4.2.6. Western Blot Assays
The protein lysates were separated by 10% SDS-polyacrylamide gel electrophoresis and transferred to polyvinylidene difluoride membranes. The membranes were incubated overnight at 4 °C with the following primary antibodies: anti-β-actin (Santa Cruz Biotechnologies; sc69879, dilution 1:5000), anti-total ERK1/2 (Cell Signaling, Danvers, MA, USA; 4695, dilution 1:1000), anti-phospho ERK1/2 (Cell Signaling; 9106, dilution 1:1000), anti-SOD1 (Santa Cruz Biotechnologies; sc-8637, dilution 1:1000), and anti-SOD2 (Santa Cruz Biotechnologies; sc-137254, dilution 1:1000). The immunoreactive bands were detected by the chemiluminescence method, as described in our in vitro experiments.
4.2.7. Echocardiography
Echocardiography, using the VisualSonics Vevo 2100 machine and a 40 MHz linear transducer, was performed on PND14 to assess the indices of PH [34]. Pulsed-wave Doppler (PWD) recording of the pulmonary blood flow obtained at the level of the aortic valve in the parasternal right ventricular outflow view [61] was used to estimate pulmonary acceleration time (PAT) and right ventricle (RV) ejection time (ET). The RV systolic pressure (RVSP) was calculated using the regression formula RVSP = 64.5 − (83.5 × PAT/ET) [61].

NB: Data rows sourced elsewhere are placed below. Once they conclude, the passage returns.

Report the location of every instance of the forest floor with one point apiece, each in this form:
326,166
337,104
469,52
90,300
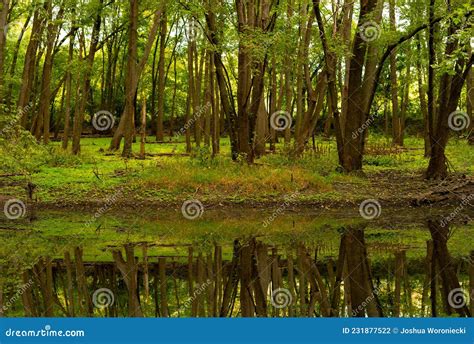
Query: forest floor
168,177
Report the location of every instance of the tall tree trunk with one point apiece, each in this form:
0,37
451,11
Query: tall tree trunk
68,87
161,80
85,84
396,121
3,38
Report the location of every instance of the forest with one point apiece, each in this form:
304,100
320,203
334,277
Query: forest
236,158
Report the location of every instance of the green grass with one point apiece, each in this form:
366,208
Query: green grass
92,176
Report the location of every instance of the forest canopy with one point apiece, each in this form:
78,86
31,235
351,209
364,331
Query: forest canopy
257,73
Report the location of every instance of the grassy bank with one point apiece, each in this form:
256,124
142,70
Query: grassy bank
60,178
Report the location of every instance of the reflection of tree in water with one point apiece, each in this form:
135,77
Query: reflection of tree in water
250,278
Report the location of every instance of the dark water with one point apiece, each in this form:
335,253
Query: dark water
240,263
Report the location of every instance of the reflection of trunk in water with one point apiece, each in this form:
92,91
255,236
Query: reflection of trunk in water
450,286
204,284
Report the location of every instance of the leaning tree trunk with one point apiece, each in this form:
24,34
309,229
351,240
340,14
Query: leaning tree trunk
3,38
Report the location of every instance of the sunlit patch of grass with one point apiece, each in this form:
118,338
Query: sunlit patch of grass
96,172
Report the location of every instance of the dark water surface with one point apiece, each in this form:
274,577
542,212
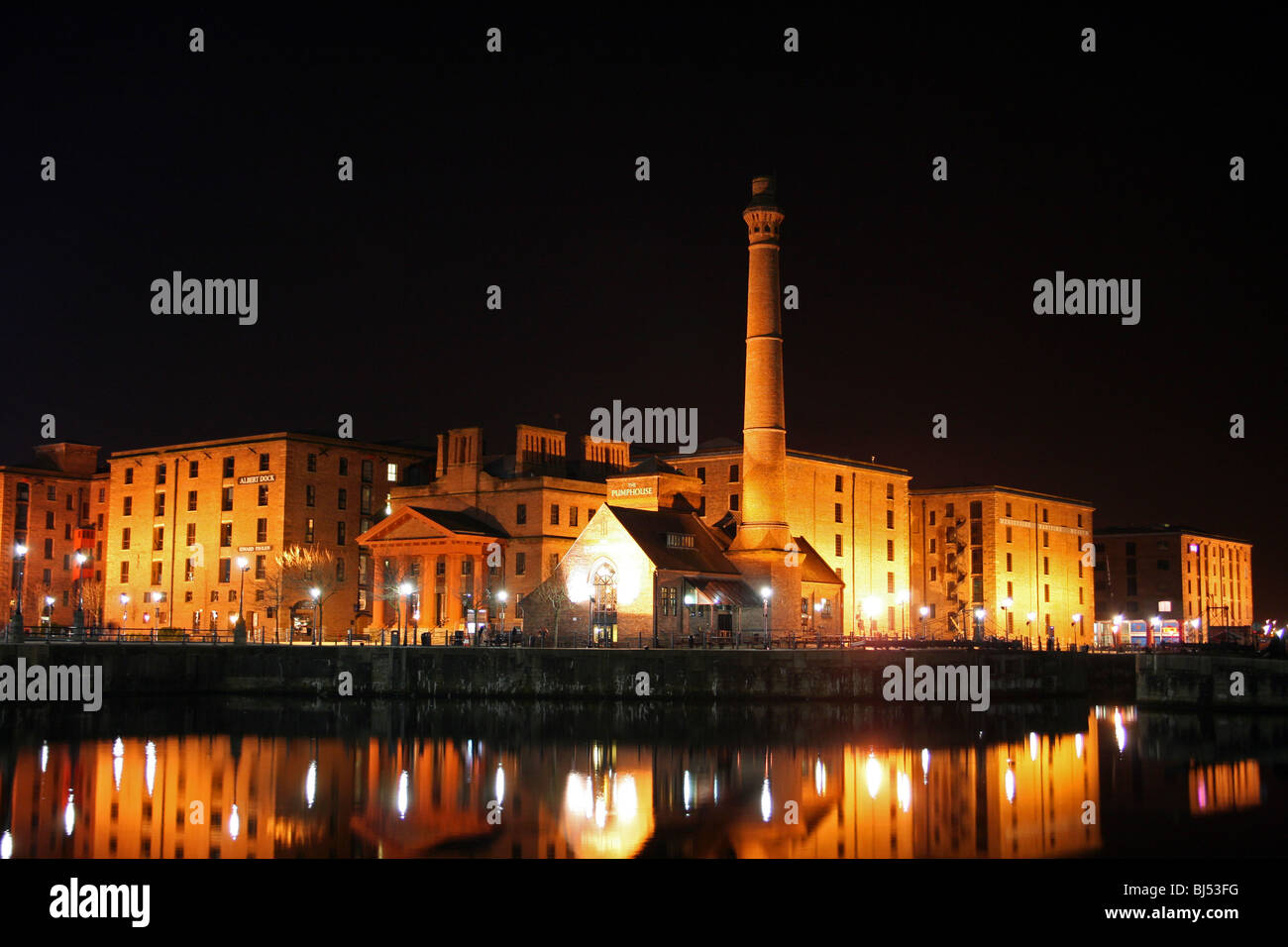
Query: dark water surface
501,780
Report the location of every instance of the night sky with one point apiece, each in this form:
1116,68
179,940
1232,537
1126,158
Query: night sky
519,170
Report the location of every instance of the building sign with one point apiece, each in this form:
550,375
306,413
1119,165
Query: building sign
632,488
1048,527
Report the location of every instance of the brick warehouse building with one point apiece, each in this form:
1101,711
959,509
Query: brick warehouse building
485,523
1198,579
977,548
55,506
180,517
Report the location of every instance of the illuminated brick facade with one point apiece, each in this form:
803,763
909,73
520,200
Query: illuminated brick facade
55,506
180,517
974,548
1198,579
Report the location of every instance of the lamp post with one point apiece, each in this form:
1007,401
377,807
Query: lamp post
403,591
765,592
502,596
21,553
78,618
240,628
316,592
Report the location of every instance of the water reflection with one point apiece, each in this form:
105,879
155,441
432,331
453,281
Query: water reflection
1024,793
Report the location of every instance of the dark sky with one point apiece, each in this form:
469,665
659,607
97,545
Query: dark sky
518,170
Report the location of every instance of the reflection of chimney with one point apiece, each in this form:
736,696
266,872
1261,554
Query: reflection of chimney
764,454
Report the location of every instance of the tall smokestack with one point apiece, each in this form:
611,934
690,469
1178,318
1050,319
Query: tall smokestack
763,547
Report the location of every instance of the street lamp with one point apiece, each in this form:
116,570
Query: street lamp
240,626
78,618
502,596
403,590
765,592
21,553
902,600
317,612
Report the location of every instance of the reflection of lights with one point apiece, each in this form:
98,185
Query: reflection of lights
150,767
874,774
626,797
310,784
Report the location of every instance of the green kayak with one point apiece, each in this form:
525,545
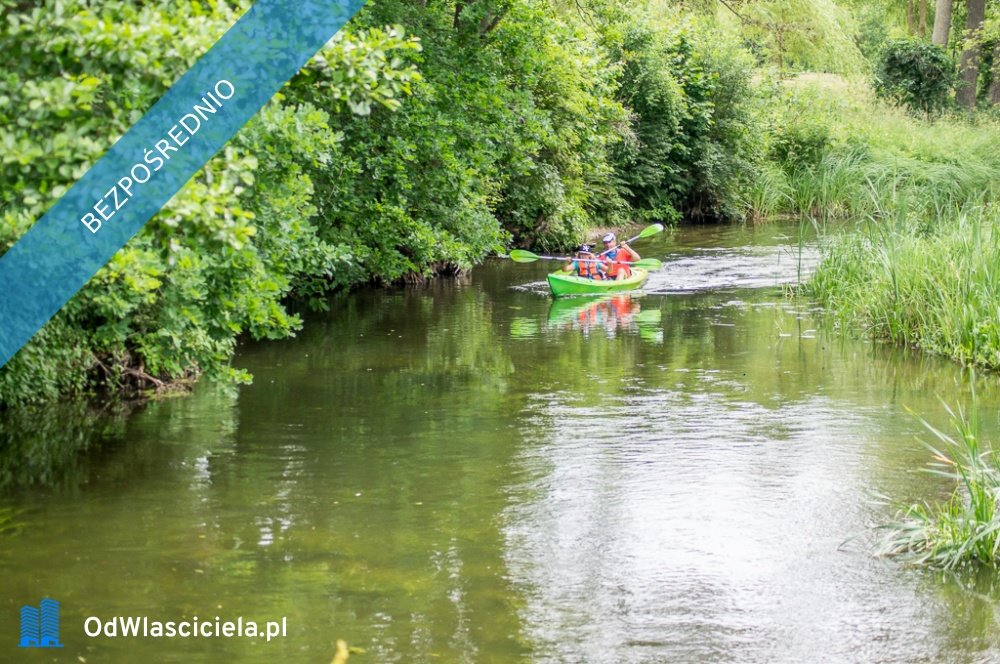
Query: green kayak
563,283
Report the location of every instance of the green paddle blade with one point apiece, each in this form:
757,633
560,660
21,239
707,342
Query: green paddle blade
523,256
650,230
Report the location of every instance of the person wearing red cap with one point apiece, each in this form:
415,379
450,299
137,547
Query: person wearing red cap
617,257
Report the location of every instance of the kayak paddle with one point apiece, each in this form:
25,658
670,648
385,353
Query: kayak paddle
524,256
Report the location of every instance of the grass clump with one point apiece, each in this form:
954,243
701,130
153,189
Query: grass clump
931,282
965,529
834,150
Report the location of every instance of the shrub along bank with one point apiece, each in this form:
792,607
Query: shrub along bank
395,153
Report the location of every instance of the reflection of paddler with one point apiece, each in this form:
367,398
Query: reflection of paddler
616,311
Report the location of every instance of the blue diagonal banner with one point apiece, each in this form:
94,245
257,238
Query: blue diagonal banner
158,155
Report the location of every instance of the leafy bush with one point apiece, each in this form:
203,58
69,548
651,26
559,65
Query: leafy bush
915,74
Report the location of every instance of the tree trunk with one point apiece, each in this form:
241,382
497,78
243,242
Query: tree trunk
942,22
995,83
970,57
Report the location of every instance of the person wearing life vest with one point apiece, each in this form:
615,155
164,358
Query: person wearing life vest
617,257
585,264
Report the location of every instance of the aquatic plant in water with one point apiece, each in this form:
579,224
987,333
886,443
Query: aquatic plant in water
965,529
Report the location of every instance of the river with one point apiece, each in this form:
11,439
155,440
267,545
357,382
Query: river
465,472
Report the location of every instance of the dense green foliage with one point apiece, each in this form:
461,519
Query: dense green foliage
915,74
223,254
395,154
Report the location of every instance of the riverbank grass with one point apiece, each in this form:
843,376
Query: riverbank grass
836,151
965,528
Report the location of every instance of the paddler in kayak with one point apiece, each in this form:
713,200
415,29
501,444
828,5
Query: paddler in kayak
585,264
617,257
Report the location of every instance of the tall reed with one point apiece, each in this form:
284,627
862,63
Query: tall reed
965,528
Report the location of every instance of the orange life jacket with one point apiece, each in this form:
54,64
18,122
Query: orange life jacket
588,270
619,261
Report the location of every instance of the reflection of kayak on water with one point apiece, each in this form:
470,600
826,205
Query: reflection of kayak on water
564,283
585,312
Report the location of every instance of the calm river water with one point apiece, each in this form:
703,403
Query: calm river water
466,472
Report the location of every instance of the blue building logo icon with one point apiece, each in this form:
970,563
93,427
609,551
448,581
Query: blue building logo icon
40,627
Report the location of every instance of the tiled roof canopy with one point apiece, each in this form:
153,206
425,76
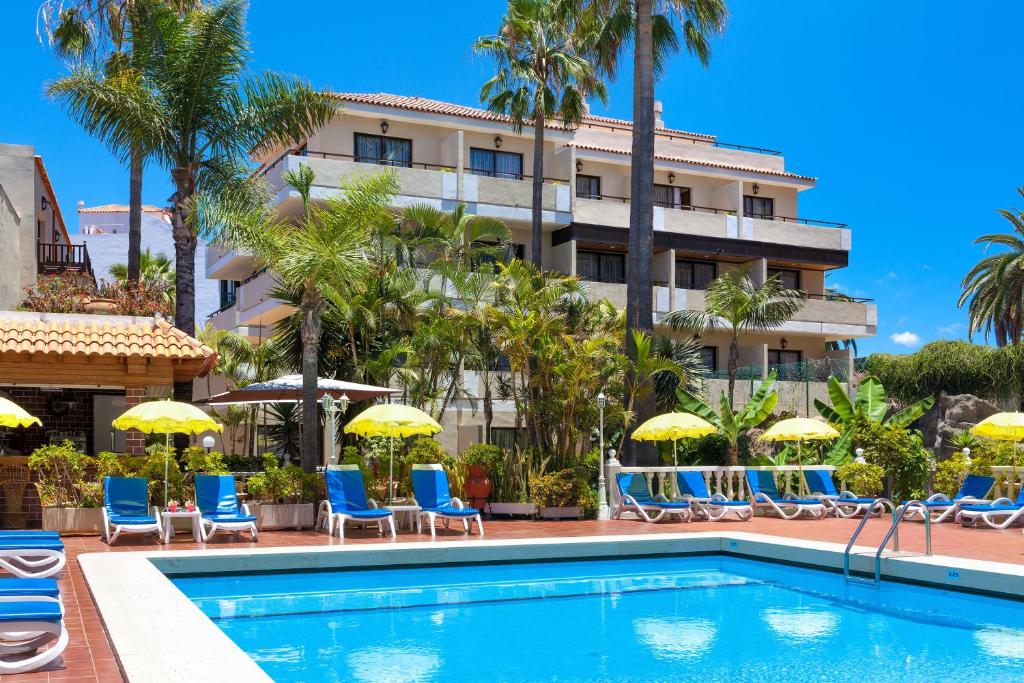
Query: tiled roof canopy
99,336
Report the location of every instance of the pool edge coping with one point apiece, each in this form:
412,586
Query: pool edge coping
190,646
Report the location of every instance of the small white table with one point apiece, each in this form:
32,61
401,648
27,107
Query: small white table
410,514
169,517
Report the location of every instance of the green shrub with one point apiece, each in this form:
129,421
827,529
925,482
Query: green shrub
861,478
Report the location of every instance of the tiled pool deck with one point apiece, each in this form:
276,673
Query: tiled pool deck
89,656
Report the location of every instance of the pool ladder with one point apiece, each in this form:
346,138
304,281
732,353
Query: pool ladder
893,534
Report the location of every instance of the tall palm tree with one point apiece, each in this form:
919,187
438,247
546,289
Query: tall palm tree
733,301
543,73
655,29
193,108
100,31
993,289
323,258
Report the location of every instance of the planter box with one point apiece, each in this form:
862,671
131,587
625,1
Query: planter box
524,509
561,513
294,515
74,520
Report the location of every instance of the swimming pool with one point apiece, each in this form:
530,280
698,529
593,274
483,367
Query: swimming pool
708,617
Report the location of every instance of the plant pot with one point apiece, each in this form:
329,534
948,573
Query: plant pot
74,520
283,515
477,486
511,509
561,513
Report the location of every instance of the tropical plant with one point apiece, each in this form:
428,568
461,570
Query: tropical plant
543,73
733,424
188,103
869,403
993,289
733,299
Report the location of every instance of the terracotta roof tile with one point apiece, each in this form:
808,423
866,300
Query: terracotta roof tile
23,332
694,162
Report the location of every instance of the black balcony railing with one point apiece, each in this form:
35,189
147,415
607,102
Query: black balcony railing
55,258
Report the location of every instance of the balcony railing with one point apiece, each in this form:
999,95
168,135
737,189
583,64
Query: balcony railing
53,258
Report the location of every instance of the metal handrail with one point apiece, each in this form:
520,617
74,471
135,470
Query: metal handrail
863,520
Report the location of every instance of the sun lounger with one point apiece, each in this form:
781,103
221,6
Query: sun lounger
714,507
430,487
126,508
634,496
218,504
845,504
346,500
973,492
764,493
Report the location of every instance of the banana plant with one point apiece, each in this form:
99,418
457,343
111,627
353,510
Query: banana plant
733,424
869,402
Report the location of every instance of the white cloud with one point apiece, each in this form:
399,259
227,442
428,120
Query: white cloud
904,338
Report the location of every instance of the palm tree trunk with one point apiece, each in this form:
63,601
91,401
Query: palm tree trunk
310,340
134,214
536,224
639,313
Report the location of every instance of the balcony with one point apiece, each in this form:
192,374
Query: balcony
53,259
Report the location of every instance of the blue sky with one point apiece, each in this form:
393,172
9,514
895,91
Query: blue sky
908,113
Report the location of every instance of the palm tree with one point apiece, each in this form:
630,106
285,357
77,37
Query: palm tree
654,28
323,258
192,107
993,289
101,30
733,301
540,52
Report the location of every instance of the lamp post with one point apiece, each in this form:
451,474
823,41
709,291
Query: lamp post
602,494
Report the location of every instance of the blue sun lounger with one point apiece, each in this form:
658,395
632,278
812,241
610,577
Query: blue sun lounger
126,508
847,504
764,493
972,492
434,498
714,507
218,504
346,500
634,496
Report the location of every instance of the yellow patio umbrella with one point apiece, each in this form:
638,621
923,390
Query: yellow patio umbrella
1003,427
12,415
166,417
394,421
671,427
799,430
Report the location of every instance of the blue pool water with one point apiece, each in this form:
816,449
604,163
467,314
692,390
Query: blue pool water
669,619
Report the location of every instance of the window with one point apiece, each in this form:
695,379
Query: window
790,279
709,357
670,197
496,164
383,151
601,266
589,186
228,293
694,274
780,357
759,207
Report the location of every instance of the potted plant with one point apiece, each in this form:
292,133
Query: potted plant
282,497
558,495
70,502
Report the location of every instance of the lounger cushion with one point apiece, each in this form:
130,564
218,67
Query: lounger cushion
991,508
31,544
15,587
454,512
124,519
30,611
367,514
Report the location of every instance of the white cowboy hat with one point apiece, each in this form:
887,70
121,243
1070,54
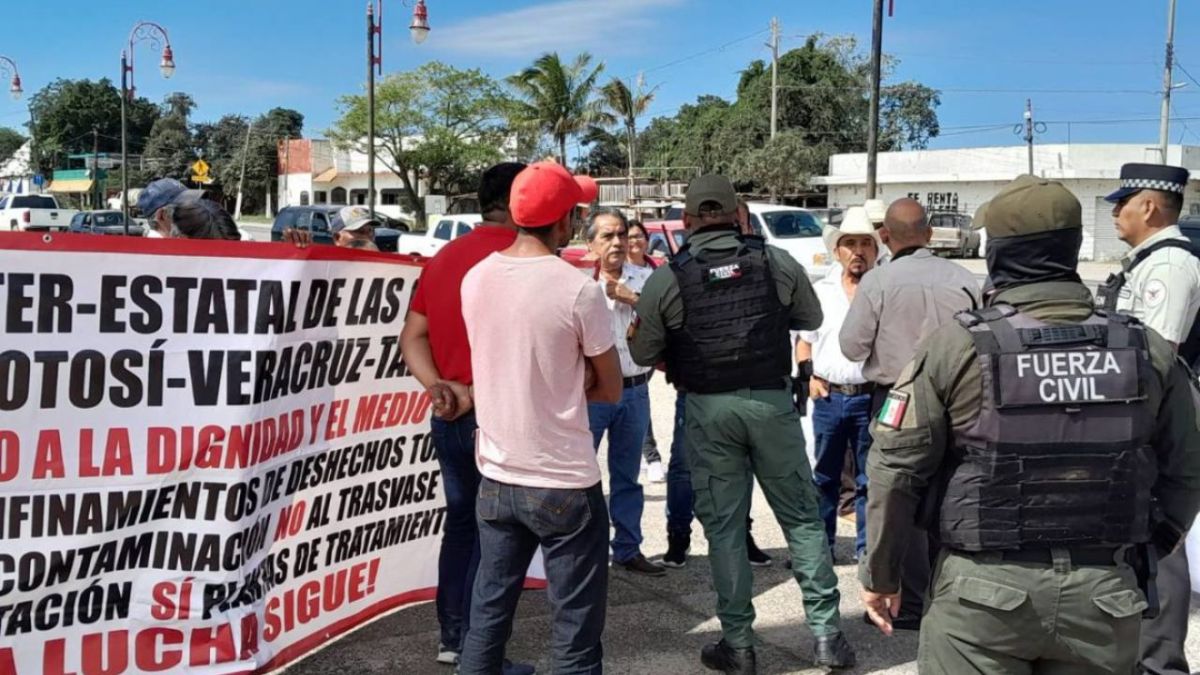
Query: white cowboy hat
855,221
876,210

4.2.8. Statistical Analyses
The results were analyzed by the GraphPad Prism 5 software. Data are expressed as mean ± SD. The individual and interactive effects of ERK2 gene expression and hyperoxia exposure on lung inflammation, alveolarization, pulmonary vascularization, and PH were assessed using two-way ANOVA. A p value of <0.05 was considered significant.
Acknowledgments
We thank Pamela Parsons for her timely processing of histopathology slides. This work was supported by National Institutes of Health grants: HL139594 to B.S., and P30DK056338 to the Digestive Disease Center Core and U54HG006348 to the Mouse Phenotyping Core at Baylor College of Medicine, and Texas Children’s Hospital Pediatric Pilot Award to B.S.
Abbreviations
BPD | bronchopulmonary dysplasia |
CCL | chemokine (C-C motif) ligand |
Echo | echocardiography |
ERK | extracellular signal-regulated kinases |
eERK2+/+ mice | endothelial ERK2-sufficient mice |
eERK2+/− mice | endothelial ERK2-deficient mice |
ET | ejection time |
GAPDH | glyceraldehyde 3-phosphate dehydrogenase |
GPX2 | glutathione peroxidase 2 |
ICAM-1 | intercellular adhesion molecule 1 |
IL | interleukin |
HPMECs | human pulmonary microvascular endothelial cells |
HO1 | heme oxygenase 1 |
MAP kinase | mitogen-activated protein kinase |
MLI | mean linear intercept |
NO | nitric oxide |
NQO1 | NAD(P)H quinone dehydrogenase 1 |
PAT | pulmonary acceleration time |
PH | pulmonary hypertension |
PND | postnatal day |
RAC | radial alveolar count |
ROS | reactive oxygen species |
RV | right ventricle |
RVSP | right ventricle systolic pressure |
SiC | control siRNA |
SiERK2 | ERK2 siRNA |
TNF-α | tumor necrosis factor-α |
WT | wild type |
VEGF | vascular endothelial growth factor |
vWF | von Willebrand factor |
Author Contributions
R.T.M., A.K.S., R.B., C.R., and B.S. participated in research design, performed data analysis, and contributed to the writing of the manuscript. R.T.M., A.K.S., C.R., and B.S. conducted the experiments. All authors have read and agreed to the published version of the manuscript.
Conflicts of Interest
The authors report no conflict of interest, financial or otherwise in this work.